If you can design functions that return JSON serializable data then you can also wrap them with @modal.web_endpoint(method="POST")and your deployment tab will show you the appropriate endpoint URL. Note: I haven’t checked the pricing on REST API bandwidth - if you have more information, please send me a message or comment: is it better to host big blobs on S3 or return them directly?

In conclusion, it’s been a pleasant surprise. At a 12% margin over raw AWS resources, you get a very nice development experience: a well designed CLI, dashboard, Google Colab-like responsiveness and a REST API (that boots GPU code within milliseconds) which you can use to get ML output.

It does seem like they are a young Series A company, which depending on your risk-aversion could mean they are not a suitable choice for you. Their status page indicates they utilize Google Cloud Platform, AWS and Oracle Cloud in order to power the code execution and they have >99.9% uptime so far:

I wish them luck and hope their platform stays developer-focused and reliable.

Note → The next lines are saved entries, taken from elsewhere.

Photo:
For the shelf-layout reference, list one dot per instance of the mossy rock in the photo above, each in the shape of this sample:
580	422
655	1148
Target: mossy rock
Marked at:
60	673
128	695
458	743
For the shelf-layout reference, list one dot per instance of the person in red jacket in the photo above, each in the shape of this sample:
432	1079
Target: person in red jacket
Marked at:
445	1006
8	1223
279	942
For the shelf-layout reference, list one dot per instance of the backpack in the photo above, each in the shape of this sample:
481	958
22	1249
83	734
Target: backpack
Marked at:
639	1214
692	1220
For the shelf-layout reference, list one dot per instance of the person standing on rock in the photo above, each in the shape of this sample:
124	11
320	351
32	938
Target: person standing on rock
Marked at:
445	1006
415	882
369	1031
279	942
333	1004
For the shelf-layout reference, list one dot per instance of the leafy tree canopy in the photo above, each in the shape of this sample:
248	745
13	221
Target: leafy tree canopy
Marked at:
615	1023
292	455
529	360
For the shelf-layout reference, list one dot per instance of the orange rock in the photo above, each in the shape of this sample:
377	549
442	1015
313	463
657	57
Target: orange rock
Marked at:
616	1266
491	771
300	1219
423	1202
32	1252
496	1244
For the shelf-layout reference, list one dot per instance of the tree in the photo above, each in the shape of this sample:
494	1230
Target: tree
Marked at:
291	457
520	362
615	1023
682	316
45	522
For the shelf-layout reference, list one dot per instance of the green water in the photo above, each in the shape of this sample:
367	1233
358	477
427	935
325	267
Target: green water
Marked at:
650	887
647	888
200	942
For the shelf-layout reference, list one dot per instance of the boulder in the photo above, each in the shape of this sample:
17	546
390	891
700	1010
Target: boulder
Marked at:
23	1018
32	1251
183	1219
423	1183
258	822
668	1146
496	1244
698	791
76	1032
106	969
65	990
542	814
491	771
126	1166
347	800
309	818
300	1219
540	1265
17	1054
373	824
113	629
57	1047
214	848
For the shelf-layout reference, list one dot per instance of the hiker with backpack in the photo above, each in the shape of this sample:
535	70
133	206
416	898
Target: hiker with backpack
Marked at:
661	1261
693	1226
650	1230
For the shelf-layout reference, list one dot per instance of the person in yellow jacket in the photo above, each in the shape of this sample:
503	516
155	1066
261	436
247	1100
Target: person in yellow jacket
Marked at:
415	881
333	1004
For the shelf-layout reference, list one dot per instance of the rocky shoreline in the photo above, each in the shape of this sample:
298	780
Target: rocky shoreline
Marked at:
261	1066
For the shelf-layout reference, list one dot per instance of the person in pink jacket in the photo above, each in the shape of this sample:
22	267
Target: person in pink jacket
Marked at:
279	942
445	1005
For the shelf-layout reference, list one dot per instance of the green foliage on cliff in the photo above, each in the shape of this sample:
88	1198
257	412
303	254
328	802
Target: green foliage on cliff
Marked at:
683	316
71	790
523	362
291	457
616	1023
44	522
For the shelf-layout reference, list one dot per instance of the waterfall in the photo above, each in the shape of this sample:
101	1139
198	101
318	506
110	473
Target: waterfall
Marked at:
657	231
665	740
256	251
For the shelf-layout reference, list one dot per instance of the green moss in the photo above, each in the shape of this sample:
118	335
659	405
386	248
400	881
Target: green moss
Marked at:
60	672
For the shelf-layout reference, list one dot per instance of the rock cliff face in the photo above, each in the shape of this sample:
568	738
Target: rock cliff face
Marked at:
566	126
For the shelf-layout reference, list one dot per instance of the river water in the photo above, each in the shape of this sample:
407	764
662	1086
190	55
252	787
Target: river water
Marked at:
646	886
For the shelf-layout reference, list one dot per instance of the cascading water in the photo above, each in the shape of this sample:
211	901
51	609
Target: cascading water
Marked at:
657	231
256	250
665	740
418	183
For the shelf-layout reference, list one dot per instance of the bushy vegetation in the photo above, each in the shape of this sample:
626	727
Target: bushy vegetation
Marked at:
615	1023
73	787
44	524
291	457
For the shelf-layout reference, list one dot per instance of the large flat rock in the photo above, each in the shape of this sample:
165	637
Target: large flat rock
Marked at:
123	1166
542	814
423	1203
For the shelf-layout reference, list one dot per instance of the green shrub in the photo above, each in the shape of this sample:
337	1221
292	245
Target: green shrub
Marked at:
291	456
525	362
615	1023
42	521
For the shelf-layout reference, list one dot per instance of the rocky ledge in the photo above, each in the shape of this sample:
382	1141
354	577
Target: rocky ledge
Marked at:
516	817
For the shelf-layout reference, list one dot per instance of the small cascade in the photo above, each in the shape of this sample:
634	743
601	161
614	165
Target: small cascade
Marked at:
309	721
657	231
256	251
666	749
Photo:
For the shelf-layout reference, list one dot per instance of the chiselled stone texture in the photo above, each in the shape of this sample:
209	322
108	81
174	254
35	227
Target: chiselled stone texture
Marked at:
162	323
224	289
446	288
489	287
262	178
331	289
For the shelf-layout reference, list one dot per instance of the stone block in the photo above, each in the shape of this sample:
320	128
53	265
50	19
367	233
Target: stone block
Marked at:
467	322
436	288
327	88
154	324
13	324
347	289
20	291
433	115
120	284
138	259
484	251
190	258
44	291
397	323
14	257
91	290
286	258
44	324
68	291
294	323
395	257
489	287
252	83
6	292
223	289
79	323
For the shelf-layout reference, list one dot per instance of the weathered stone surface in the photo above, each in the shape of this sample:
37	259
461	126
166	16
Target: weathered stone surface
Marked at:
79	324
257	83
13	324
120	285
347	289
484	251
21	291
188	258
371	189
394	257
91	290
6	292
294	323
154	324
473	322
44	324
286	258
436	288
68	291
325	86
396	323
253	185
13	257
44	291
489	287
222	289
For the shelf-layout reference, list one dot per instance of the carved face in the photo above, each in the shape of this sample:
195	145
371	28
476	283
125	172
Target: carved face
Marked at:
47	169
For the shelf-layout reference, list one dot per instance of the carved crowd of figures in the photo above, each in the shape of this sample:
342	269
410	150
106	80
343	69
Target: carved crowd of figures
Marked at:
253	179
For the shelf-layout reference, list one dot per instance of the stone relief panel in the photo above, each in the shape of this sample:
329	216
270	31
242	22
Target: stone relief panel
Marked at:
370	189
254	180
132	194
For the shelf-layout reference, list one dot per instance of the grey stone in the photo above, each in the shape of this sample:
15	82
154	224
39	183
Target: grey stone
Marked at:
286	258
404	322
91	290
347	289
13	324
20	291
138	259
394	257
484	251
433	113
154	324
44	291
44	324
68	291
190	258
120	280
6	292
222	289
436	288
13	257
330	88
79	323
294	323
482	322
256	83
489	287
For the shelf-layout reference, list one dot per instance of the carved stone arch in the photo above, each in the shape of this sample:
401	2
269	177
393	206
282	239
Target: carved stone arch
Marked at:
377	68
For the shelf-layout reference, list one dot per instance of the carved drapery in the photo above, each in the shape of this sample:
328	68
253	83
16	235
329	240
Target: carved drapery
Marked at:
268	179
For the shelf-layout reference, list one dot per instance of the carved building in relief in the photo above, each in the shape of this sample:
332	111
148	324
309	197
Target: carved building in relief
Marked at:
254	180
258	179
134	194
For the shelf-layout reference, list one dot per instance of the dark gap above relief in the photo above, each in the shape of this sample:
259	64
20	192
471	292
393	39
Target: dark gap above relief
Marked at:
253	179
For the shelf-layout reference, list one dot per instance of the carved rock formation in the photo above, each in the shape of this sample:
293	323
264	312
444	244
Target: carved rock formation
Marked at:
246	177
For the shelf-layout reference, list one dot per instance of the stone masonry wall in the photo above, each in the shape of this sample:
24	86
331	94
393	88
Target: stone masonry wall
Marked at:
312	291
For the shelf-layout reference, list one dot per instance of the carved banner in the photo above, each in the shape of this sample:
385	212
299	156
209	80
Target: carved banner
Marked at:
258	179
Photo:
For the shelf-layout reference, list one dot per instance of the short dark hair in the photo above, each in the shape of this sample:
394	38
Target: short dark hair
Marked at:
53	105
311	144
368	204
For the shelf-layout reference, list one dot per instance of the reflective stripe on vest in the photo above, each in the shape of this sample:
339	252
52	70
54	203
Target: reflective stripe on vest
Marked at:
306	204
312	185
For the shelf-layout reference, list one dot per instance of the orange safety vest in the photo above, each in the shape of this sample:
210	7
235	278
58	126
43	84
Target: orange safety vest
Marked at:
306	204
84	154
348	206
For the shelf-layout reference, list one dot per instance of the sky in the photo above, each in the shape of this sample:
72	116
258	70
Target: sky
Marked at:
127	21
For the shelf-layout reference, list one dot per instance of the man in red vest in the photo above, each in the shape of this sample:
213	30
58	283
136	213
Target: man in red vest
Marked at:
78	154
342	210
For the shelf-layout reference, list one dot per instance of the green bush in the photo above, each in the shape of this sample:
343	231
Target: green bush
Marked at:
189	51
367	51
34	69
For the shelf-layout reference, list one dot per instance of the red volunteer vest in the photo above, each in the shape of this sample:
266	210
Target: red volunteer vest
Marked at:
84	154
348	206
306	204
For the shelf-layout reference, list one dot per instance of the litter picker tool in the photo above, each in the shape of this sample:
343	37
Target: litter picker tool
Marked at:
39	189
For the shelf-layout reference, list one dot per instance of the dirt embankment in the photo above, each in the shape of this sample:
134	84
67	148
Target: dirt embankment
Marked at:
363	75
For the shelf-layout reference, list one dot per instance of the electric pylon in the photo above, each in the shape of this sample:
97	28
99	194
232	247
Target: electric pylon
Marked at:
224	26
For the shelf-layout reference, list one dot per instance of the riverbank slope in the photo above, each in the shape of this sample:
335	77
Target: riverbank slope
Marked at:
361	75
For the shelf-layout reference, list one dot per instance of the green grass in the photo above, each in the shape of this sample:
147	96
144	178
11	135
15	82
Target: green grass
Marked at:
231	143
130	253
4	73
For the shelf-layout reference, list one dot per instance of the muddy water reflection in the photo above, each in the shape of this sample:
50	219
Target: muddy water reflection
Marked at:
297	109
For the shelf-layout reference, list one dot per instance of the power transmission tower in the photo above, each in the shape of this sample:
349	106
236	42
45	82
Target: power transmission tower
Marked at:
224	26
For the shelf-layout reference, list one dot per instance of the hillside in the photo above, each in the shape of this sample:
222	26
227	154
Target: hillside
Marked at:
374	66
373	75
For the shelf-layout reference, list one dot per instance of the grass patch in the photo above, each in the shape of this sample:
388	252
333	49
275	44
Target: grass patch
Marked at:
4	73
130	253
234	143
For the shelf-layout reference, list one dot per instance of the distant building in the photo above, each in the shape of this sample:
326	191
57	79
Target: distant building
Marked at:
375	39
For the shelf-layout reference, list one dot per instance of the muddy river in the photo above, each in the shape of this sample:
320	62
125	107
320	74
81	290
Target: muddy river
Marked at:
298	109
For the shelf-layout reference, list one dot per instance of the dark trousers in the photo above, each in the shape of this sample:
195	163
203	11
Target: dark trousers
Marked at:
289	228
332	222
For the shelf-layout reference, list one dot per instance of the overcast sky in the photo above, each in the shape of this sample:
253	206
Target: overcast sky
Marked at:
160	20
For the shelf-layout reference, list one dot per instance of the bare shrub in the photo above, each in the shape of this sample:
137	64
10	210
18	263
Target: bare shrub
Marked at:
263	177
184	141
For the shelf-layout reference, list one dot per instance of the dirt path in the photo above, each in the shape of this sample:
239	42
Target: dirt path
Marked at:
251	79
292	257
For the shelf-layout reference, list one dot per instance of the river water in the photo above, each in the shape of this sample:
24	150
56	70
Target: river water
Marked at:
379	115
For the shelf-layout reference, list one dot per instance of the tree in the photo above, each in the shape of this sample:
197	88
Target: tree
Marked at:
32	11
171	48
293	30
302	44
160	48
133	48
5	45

Here’s how even the simplest SageMaker GPU configuration looks like: https://github.com/aws/amazon-sagemaker-examples/blob/main/sagemaker-inference-deployment-guardrails/Update-SageMaker-Inference-endpoint-using-rolling-deployment.ipynb … and this doesn’t include all the S3+build configs to ship a pretrained model.

Although giving up on AWS SageMaker was a good idea, before completely giving up on AWS we should have considered raw AWS Elastic Containers with a GPU attached. I’m assuming that’s one of the ways Modal manages to run models internally.